Why does the method for solving linear recurrence relation work

Question

Specifically for the homogeneous linear recurrence relation. How does one derive the method for solving such equation,namely by findingthe roots of characteristic polynomial and the solution is of the form $$U\cdot x_1^n+V\cdot x_2^n$$ and why is it for repeating roots the solution become something of the form $$U\cdot x_1^n+V\cdot n\cdot x_1^n$$ I've noticed that this method is very similar to solving higher order homogeneous differential equation

Answer 1

Suppose $x$ and $y$ are the roots of the quadratic $p(z)=z^2-qz+r=0$ where we have $q=x+y$ and $r=xy$.

If we now set $u_n=Ax^n+By^n$ and compute

$$0=Ax^np(x)+By^nP(y)=u_{n+2}-qu_{n+1}+pu_n$$we can see how the recurrence arises from the sum of the roots.

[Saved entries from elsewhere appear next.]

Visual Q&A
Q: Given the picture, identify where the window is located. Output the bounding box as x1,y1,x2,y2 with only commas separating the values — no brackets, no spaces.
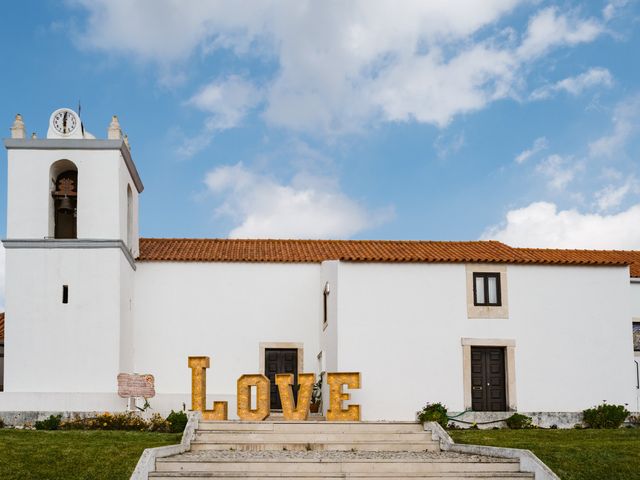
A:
473,272,501,306
323,282,330,326
62,285,69,304
633,322,640,352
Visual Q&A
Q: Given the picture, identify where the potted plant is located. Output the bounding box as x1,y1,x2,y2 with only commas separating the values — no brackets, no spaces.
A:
310,376,323,413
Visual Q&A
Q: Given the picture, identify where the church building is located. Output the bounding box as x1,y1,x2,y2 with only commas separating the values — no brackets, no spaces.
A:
1,109,639,422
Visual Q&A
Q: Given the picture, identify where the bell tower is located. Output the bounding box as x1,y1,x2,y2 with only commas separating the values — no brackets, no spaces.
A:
1,110,143,409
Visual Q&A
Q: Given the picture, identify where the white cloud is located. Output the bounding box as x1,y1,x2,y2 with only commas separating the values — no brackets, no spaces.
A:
434,131,465,158
178,76,262,157
594,177,637,212
187,76,261,129
517,7,603,60
514,136,548,164
72,1,607,134
482,201,640,249
204,163,392,239
603,0,629,21
530,67,613,100
589,95,640,157
536,154,583,190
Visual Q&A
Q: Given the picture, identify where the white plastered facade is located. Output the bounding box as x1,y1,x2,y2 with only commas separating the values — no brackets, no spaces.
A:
1,134,638,419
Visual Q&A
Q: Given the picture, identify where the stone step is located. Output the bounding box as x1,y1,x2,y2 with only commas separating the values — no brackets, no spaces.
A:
197,421,425,434
190,441,439,452
156,459,521,474
194,432,434,443
150,473,534,479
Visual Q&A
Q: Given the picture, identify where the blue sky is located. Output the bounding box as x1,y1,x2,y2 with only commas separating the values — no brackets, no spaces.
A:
1,0,640,272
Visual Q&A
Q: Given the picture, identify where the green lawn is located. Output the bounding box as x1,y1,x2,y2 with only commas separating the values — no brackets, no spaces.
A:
449,428,640,480
0,430,181,480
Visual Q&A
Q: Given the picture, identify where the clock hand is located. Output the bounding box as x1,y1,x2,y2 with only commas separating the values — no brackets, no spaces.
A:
63,112,68,133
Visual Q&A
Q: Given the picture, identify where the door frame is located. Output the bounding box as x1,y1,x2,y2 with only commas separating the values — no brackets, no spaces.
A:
462,338,516,411
259,342,304,376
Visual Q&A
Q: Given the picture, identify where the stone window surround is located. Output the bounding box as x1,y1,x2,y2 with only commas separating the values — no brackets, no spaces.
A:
466,264,508,319
258,342,304,376
461,337,517,411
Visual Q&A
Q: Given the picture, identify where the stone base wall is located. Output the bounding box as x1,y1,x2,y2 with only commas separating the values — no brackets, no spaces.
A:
448,411,584,429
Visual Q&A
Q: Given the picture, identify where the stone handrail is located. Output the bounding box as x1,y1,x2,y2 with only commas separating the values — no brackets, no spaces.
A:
130,411,201,480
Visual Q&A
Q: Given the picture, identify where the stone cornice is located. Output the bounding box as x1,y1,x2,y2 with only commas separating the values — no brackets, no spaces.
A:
2,238,136,270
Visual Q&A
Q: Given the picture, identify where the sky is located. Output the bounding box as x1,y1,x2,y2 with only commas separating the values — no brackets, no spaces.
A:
1,1,640,307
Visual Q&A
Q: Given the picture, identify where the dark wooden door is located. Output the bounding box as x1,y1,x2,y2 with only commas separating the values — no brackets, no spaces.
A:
265,349,298,410
471,347,506,411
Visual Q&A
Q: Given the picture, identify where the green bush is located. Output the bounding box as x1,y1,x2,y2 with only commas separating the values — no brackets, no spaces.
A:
506,413,533,429
35,415,62,430
166,410,188,433
0,417,4,429
582,403,629,429
417,402,448,428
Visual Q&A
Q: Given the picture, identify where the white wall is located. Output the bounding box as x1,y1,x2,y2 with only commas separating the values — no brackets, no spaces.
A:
320,261,339,374
632,282,640,412
334,262,636,420
631,283,640,319
118,156,139,256
6,147,138,242
2,248,124,393
509,265,633,412
132,262,322,417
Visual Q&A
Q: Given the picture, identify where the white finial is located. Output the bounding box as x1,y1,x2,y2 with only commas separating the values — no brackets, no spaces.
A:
107,115,123,140
10,114,26,139
31,132,37,139
123,134,131,150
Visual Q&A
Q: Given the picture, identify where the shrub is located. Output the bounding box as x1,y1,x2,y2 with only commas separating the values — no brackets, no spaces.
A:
417,402,448,428
166,410,188,433
582,402,629,429
0,418,4,429
506,413,533,429
62,412,149,431
35,414,62,430
148,413,171,432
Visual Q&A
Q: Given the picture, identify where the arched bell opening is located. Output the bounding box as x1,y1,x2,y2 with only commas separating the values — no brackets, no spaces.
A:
49,160,78,239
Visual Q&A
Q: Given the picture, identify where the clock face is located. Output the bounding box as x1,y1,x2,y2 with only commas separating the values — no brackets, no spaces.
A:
52,110,78,135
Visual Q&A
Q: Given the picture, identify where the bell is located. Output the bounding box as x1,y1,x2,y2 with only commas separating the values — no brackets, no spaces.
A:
58,196,74,214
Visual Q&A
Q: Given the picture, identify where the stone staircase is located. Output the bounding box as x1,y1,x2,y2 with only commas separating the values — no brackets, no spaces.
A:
149,421,535,479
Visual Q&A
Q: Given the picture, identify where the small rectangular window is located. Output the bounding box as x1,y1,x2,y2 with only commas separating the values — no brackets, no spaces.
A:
633,322,640,352
473,273,501,306
62,285,69,304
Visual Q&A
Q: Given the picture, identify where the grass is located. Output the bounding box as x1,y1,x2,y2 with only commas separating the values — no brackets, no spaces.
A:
0,429,182,480
449,428,640,480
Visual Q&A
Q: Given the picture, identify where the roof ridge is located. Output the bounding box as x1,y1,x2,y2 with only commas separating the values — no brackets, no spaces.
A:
516,246,640,254
139,237,506,244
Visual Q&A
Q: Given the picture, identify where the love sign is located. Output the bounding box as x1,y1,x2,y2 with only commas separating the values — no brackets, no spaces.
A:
188,356,361,421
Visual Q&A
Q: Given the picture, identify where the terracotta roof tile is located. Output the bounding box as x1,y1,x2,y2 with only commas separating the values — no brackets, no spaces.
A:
137,238,639,275
0,312,4,342
138,238,523,263
516,248,640,277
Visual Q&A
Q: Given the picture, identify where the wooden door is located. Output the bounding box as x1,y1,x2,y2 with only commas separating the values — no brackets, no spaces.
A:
265,348,298,410
471,347,507,411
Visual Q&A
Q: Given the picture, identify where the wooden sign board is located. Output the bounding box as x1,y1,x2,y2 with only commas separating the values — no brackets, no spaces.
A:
117,373,155,398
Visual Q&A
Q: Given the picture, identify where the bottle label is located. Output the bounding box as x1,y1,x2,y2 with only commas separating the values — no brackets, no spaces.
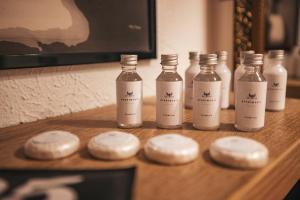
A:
185,73,194,108
116,81,142,125
218,72,231,109
156,81,183,126
193,81,221,128
265,74,287,110
235,81,267,129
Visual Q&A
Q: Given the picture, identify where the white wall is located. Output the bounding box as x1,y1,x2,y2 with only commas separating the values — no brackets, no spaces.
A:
0,0,208,128
207,0,234,70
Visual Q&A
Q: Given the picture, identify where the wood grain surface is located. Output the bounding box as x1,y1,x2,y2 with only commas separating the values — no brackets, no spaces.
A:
0,95,299,200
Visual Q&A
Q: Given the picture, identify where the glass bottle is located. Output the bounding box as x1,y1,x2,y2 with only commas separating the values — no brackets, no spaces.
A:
116,54,142,128
156,54,183,129
235,54,267,132
185,51,200,109
263,50,287,111
216,51,231,109
193,54,221,130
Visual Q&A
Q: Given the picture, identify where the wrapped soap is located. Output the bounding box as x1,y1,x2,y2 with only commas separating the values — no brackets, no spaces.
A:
88,131,140,160
144,134,199,165
25,130,80,160
209,136,269,169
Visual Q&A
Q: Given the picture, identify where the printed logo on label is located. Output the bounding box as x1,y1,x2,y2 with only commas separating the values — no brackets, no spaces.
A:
247,92,256,99
241,91,261,104
202,91,211,98
165,91,174,98
121,90,139,102
196,90,216,102
268,82,283,91
126,91,134,97
160,91,178,102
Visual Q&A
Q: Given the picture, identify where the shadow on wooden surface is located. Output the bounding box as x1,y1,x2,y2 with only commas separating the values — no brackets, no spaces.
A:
48,119,158,130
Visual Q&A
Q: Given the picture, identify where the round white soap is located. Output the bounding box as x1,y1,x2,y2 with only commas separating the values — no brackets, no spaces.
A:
209,136,269,169
24,130,80,160
88,131,140,160
144,134,199,165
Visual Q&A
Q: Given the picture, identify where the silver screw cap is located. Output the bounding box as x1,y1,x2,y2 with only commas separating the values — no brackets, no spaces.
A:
268,50,284,60
199,54,218,65
244,53,263,65
216,50,228,61
120,54,138,65
161,54,178,66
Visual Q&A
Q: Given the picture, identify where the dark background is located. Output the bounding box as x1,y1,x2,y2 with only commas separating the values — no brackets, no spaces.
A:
0,168,135,200
265,0,299,51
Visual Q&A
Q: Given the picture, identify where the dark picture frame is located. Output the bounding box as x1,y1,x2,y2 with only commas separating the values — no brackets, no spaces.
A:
0,0,156,70
264,0,299,51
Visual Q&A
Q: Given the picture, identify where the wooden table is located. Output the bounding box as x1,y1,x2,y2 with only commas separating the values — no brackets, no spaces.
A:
0,96,299,200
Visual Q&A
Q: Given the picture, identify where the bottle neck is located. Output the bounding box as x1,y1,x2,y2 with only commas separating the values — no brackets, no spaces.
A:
162,65,177,73
200,64,216,73
190,60,199,65
217,60,227,65
244,64,262,73
122,65,137,72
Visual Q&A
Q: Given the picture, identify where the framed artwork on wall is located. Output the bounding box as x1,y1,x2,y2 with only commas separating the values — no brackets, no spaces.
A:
0,0,156,69
265,0,299,51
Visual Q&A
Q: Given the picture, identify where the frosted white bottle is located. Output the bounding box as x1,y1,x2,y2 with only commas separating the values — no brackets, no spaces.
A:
185,52,200,109
234,50,255,92
235,54,267,132
156,54,183,129
263,50,287,111
234,50,255,107
216,51,231,109
116,55,142,128
193,54,221,130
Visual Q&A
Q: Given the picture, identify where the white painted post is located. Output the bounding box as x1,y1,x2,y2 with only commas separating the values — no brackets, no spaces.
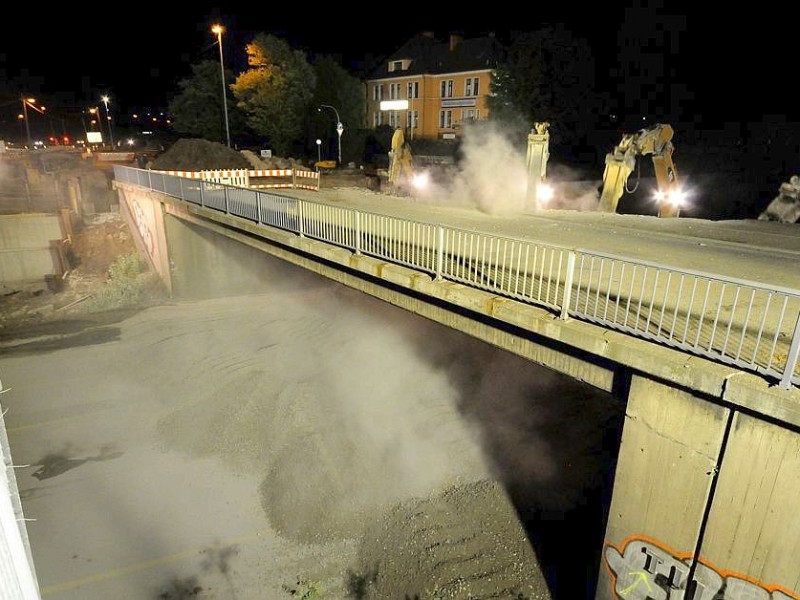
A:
560,250,577,320
780,313,800,389
435,226,444,280
354,211,361,255
298,201,304,237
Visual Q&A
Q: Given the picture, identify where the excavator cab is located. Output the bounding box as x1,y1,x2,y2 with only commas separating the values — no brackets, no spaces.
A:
597,123,684,217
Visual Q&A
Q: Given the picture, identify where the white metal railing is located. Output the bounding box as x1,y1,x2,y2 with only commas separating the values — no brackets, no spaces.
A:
114,166,800,389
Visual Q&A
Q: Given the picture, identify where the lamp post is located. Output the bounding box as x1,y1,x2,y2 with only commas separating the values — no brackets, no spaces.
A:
88,107,104,146
101,95,115,148
212,24,232,148
315,138,322,164
20,97,44,148
21,97,33,148
319,104,343,165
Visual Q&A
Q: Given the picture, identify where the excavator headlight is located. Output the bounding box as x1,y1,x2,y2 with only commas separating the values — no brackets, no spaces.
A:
654,189,686,207
537,184,554,204
412,171,430,190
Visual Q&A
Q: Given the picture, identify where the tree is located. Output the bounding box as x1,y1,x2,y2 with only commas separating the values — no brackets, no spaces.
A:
231,33,316,157
488,26,598,149
310,56,366,164
168,60,242,143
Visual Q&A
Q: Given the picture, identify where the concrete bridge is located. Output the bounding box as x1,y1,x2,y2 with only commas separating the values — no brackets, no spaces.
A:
112,166,800,600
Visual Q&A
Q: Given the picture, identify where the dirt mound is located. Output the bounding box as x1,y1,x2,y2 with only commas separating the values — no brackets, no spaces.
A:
150,138,250,171
353,479,550,599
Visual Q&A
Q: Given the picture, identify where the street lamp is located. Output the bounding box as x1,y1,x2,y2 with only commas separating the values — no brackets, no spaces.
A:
319,104,343,165
212,24,232,148
101,95,115,148
315,138,322,164
88,107,105,144
20,97,44,148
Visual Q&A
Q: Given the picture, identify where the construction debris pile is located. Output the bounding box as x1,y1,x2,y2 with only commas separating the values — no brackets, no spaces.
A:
758,175,800,223
150,139,250,171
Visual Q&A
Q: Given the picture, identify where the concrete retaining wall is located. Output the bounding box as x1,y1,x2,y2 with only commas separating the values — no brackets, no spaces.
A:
0,215,64,290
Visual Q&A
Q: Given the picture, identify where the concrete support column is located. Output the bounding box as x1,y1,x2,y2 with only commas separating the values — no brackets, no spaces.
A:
596,374,730,600
698,413,800,599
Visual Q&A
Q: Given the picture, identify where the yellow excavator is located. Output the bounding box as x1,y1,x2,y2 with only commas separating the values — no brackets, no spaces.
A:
385,127,419,195
597,123,684,217
525,121,552,209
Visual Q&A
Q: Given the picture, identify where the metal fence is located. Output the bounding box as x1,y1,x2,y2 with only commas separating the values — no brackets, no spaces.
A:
114,166,800,389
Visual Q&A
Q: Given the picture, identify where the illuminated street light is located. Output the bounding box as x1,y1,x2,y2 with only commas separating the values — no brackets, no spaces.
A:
319,104,343,165
212,24,231,148
20,97,44,149
315,138,322,164
88,107,105,143
101,95,115,148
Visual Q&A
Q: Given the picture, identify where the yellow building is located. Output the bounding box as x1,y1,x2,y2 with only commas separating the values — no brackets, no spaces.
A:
365,32,505,141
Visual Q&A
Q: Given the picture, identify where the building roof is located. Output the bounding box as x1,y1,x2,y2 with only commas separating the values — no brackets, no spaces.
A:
367,32,506,80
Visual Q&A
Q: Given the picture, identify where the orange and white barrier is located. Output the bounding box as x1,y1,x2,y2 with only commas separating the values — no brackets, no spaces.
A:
152,168,319,191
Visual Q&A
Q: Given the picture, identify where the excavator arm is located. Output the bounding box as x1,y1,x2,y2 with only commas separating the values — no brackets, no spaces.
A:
525,121,551,208
597,123,683,217
387,127,415,194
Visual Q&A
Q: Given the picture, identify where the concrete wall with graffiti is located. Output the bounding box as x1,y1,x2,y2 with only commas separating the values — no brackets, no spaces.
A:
117,187,171,293
604,536,797,599
597,375,800,600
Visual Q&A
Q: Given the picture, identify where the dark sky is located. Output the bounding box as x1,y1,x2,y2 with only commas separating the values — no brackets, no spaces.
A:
0,3,794,123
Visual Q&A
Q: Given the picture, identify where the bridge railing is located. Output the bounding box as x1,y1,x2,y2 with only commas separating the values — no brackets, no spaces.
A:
113,166,800,389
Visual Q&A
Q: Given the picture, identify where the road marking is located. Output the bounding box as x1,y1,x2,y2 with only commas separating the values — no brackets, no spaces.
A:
7,408,118,433
41,531,265,596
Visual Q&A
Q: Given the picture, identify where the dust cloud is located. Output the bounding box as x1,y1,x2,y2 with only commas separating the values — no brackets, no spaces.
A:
157,246,622,567
413,122,603,214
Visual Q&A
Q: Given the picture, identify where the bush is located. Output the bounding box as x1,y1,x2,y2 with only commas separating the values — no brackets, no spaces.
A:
85,253,160,312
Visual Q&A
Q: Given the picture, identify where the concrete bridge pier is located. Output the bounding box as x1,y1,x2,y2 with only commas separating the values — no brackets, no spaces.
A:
598,374,800,600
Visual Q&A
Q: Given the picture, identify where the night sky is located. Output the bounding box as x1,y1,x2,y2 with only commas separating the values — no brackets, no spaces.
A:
0,3,794,128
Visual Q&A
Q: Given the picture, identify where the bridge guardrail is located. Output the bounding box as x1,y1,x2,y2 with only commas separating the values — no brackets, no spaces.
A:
114,165,800,390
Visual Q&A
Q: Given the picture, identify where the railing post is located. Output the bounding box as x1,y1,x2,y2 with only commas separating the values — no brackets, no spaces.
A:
147,169,152,190
560,250,577,320
199,180,205,207
779,312,800,389
354,211,361,255
292,168,297,189
179,177,184,200
435,226,444,280
255,191,262,224
224,186,230,213
297,200,304,237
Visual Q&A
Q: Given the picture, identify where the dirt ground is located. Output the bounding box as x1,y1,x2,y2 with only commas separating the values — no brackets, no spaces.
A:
0,154,562,599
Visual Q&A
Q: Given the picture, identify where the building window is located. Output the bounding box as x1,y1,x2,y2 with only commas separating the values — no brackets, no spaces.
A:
389,111,400,127
390,83,401,100
465,77,480,97
461,109,480,121
439,110,452,129
390,60,404,72
407,110,418,129
373,84,384,101
440,79,453,98
407,81,419,99
373,111,379,127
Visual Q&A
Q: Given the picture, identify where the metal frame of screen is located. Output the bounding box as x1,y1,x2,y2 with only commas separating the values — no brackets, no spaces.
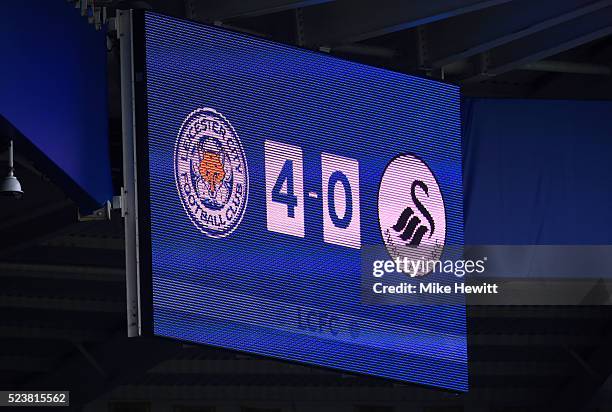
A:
120,9,466,390
119,9,153,337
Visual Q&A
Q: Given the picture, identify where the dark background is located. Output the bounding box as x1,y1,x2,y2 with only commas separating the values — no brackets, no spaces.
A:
2,1,612,411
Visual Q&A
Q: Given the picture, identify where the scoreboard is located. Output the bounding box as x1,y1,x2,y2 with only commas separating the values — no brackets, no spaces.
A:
121,10,467,391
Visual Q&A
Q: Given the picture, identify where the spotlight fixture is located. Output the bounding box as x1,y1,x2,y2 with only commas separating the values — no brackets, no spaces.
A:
0,140,23,199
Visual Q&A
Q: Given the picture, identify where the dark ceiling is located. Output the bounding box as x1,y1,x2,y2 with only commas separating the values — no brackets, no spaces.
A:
1,1,612,411
101,0,612,191
101,0,612,101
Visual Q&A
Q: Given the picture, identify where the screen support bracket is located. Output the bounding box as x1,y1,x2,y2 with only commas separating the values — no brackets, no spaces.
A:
118,9,142,338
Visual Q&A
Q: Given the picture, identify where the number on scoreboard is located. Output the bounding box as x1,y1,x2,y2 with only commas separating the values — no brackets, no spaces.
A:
321,153,361,249
264,140,305,238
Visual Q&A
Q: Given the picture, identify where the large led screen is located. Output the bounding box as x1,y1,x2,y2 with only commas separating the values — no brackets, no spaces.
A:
134,11,466,391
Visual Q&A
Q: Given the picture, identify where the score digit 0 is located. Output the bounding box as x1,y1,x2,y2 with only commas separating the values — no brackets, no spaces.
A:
321,153,360,249
264,140,361,249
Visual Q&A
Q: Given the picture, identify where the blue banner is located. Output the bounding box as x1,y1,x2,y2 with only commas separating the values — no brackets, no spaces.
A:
463,98,612,245
1,0,112,210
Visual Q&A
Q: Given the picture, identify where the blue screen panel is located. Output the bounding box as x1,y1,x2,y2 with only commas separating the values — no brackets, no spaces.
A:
463,98,612,245
1,0,112,209
142,11,467,391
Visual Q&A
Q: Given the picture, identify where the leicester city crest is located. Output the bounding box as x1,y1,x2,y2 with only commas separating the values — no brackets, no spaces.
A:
174,108,249,238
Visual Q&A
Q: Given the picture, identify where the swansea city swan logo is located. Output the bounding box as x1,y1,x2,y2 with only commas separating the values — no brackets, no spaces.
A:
378,154,446,276
174,108,249,238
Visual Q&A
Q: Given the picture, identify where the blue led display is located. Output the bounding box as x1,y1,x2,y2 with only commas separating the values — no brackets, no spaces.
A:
142,11,467,391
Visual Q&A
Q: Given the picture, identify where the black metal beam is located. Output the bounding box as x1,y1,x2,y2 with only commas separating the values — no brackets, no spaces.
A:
186,0,333,22
0,325,106,342
0,263,124,282
0,295,123,313
0,356,54,373
527,37,612,98
555,329,612,410
21,335,183,411
425,0,612,68
0,201,77,259
149,357,569,377
301,0,511,46
468,306,611,319
462,7,612,82
100,382,558,406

Now if $u_0=V$ and $u_1=W$ we obtain $A+B=V$ and $Ax+By=W$ so that $$A=\frac {Vy-W}{y-x} ; B=\frac {Vx-W}{x-y}$$

Next suppose $y=x+h$ so that $A=\frac {Vx-W}{h}+V; B=-\frac{Vx-W}h$ and $$u_n=Vx^n+\frac {W-Vx}h\left((x+h)^n-x^n\right)$$ and as $h\to 0$ we see how the derivative arises and when roots are equal we get $$u_n=x^n+ n \left( \frac{W-Vx}x \right)x^n$$

This is one way through. Another way is to use generating functions to obtain the solution as the coefficients of the expansion of $u_n=\frac A{z-x}+\frac B{z-y}$ or, for equal roots, of $\frac A{z-x} +\frac B{(z-x)^2}$ - and it is clearer that this method generalises.

Answer 2

Another way to approach this is to vectorize the recursion $x_{n+1}+px_n+qx_{n-1}=0$ as $$ \pmatrix{x_{n+1}\\x_n} = \pmatrix{-p&-q\\1&0} \pmatrix{x_n\\x_{n-1}} = \pmatrix{-p&-q\\1&0}^n \pmatrix{x_1\\x_0} $$ The matrix power can be computed in a systematic way from the Jordan normal form of the matrix, which for different eigenvalues is diagonal and for equal eigenvalues is one Jordan block.